Although the board would also include five officials appointed by the governor, presumably to look after the interests of taxpayers, if merely one of these appointees sided with employees on crucial votes, the trustees could make sweeping, costly changes to the system. That leaves taxpayers vulnerable thanks to legislative language like this: "Nothing in the bill relieves the State or local government employers of any past, present, or future obligations to the PFRS or its members."

The notion that beneficiaries are good watchdogs is enshrined in private pension management. The difference there, however, is that key decisions on benefits remain in the hands of the plan sponsor - typically the company that created the pension system. It has an interest in controlling those costs and making sure they are sustainable.

In the public sector, by contrast, some pension boards have been given extraordinary powers, with sometimes catastrophic outcomes. Dallas is one of America's most economically vibrant metropolises, and yet city leaders there have actually contemplated bankruptcy in recent months thanks to the steep debt in its retirement fund for police and firefighters.

Texas state legislators gave workers, not the city, the right to run the system decades ago. And workers acquired benefits, including annual cost-of-living adjustments, that have consistently exceeded the rate of inflation, and the pension system had to figure out how to finance. One result: the board began investing in riskier and riskier assets, hoping to boost returns. Instead it suffered massive losses and now has just 36 percent of the money that's needed to pay retirees. Now Texas is looking to move in the opposite direction from Jersey, decreasing representation of beneficiaries on the board.

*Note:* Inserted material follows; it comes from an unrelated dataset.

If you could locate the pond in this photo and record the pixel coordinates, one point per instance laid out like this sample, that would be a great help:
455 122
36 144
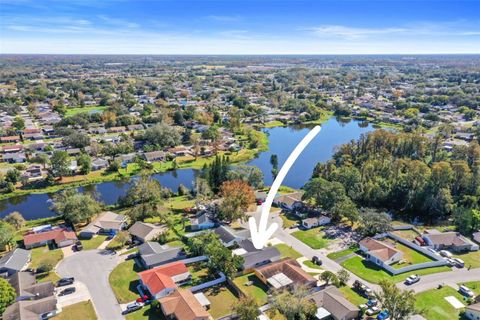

In Detroit, the general government pension fund - controlled by a majority coalition of workers and retirees - continued for more than a decade enhancing annual payouts to retirees even as Detroit's finances deteriorated. An audit found that their policies had robbed the system of some $2 billion in assets through retiree-friendly policies. The system's debt was a key factor in the decision of the Detroit emergency manager to place the city in receivership.

Worker-dominated boards have even undercut savings enacted by legislators. In 2012 California Gov. Jerry Brown signed legislation to close loopholes that allowed workers to inflate pensions. But the board of the California Public Employees' Retirement System (Calpers), later diluted the impact of the legislation by allowing employees to count temporary pay increases toward their pensions. An enraged Brown, who has fought for legislation to change the board, said the trustees' vote, "undermines the pension reforms enacted just two years ago."

Significantly, Calpers' beneficiaries have fewer seats on their board than the Jersey bill would grant to the police and fire fund, but beneficiaries voting as a bloc have still been able to dominate Calpers.

If Jersey legislators wanted to cut high investment fees and reduce political meddling in investment strategies, the state could simply move pension fund assets into low-cost index funds, as many states are doing.

If workers want to manage assets, the state could revisit the plan put forward by the bipartisan pension commission, which recommended freezing existing state pensions and giving their resources to unions to manage. Those plans would no longer accumulate new debt, and employees would be put into new, more financially viable pension systems going forward.

New Jersey's pension mess is the result of several generations of state leaders promising increasingly richer benefits that politicians couldn't pay for. Putting workers in charge of their pensions does nothing to fix the problems the state faces.